On July 21, 2016, the Securities Industry and Financial Markets Association (SIFMA) issued its latest annual update and overview of the U.S. repo market. SIFMA measured the daily turnover of the US repo market from June 2015 to June 2016 at $2.2 trillion. During that same period, the triparty repo market, which makes up a major portion of the U.S. repo market, was dominated by US government securities. SIFMA found that US treasury securities made up 48.5 percent of the triparty repo market, with the remaining collateral pool comprised of non-agency mortgage-backed and asset-backed securities (30.1%), equities (7%), corporate bonds (4.8%), and federal agency and government sponsored enterprises securities (2.6%).
SIFMA credits, at least in part, new regulation and consistent and well crafted standardized transaction documents for the continued strength, resiliency, and safety of the U.S. repo market, saying: "recent reforms in the triparty repo market have further enhanced the resiliency of this market. Market standard documentation, broadly accepted in the market, provides further certainty for market participants."
The fact sheet also reiterates the what SIFMA sees as the main benefits of the US repo market.

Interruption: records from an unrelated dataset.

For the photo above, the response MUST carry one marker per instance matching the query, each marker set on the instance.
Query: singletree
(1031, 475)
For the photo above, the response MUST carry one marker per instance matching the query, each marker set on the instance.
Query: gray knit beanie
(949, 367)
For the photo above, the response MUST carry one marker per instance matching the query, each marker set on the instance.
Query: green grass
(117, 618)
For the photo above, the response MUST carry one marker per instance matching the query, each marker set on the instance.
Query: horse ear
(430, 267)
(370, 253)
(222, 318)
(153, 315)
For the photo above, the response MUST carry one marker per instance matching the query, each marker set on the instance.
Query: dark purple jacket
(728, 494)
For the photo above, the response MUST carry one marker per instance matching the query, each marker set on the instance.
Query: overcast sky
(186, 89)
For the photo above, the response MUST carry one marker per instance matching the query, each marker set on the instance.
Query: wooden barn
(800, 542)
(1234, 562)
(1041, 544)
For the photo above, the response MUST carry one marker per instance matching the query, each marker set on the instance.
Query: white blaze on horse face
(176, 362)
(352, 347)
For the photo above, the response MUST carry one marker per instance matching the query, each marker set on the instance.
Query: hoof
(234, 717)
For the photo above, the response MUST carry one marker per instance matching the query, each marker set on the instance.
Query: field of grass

"A liquid and developed repo market allows market participants, most prominently the primary dealers1, to act as market makers in fixed income securities and thus contribute to the highly liquid secondary markets in these securities. In particular, the active repo market allows market makers to finance an inventory of securities and to source securities that are not in inventory in order to meet secondary market, or investor, demand. This ability to finance and source securities in an efficient way contributes to lowering interest rates paid by the issuers, most notably the U.S. Treasury. This, in turn, lowers the debt-service cost borne by taxpayers."